City of Richardson v. Slaver

Dallas Court of Appeals, No. 05-18-00562-CV (February 28, 2019)

Justices Whitehill, Molberg, and Reichek (opinion linked here)

Plaintiff Slaver alleges she was injured when a water-meter cover flipped open under her, causing her to fall. The City of Richardson argued Slaver’s claim against it should be dismissed on the grounds of sovereign immunity because it was based on an alleged premises defect about which the City had no knowledge. Slaver argued the claim was based on the condition or use of tangible personal property, so knowledge of the alleged defect was not necessary for waiver of immunity. The trial court agreed with Slaver and denied the City’s motion to dismiss.
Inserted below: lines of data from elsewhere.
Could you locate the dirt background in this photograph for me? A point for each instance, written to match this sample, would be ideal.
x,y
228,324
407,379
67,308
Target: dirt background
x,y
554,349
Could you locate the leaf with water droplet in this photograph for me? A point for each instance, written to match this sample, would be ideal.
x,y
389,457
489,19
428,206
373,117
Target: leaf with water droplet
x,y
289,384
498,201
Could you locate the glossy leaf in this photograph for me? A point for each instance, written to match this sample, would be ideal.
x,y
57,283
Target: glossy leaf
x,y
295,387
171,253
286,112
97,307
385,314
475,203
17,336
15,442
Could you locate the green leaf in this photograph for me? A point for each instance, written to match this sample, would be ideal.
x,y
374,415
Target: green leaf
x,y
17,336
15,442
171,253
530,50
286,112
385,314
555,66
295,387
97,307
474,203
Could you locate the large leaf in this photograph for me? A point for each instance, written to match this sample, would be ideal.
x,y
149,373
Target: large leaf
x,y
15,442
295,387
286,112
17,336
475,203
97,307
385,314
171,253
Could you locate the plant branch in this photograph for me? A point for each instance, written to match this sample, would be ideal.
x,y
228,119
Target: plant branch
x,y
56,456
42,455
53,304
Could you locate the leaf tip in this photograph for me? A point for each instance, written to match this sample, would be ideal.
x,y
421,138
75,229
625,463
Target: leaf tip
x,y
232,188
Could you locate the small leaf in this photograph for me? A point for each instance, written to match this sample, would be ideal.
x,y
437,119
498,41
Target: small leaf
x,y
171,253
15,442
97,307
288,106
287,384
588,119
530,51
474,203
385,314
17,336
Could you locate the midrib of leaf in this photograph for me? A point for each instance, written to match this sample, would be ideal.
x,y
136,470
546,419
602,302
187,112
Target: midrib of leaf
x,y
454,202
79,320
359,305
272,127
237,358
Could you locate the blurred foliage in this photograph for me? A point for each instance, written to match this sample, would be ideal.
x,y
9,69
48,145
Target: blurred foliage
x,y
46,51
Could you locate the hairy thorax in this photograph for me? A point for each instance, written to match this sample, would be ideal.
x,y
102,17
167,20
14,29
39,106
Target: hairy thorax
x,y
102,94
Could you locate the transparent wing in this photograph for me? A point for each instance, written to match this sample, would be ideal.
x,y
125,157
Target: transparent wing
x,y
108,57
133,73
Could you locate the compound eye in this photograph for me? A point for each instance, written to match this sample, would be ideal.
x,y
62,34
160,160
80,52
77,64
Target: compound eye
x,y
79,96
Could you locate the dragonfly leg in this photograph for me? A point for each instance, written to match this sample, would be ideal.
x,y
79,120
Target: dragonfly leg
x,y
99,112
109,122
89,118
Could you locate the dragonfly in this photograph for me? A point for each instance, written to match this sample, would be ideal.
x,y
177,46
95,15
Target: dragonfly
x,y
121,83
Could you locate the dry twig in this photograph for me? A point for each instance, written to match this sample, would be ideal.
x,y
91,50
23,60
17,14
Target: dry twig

The Dallas Court of Appeals sided with the City. There was no dispute that the water meter was in the ground under the level of the parking lot where Slaver fell, and when allegedly defective property is affixed to land or other property, the case involves a premises defect. The Court ruled that the water meter included all of its integral parts, including the cover, regardless whether the cover could be removed. But even if the cover itself could be considered tangible property, an item of personal property that creates a dangerous condition on real property is a premises defect. “The distinction lies in whether it is the actual use or condition of the tangible personal property itself that allegedly caused the injury, or whether it is a condition of real property—created by an item of tangible personal property—that allegedly caused the injury.” Because the Court concluded the case involved a premises defect and there was no evidence the City had actual knowledge of the dangerous condition, the Court reversed the trial court’s order denying the City’s plea and dismissed Slaver’s claims for lack of jurisdiction.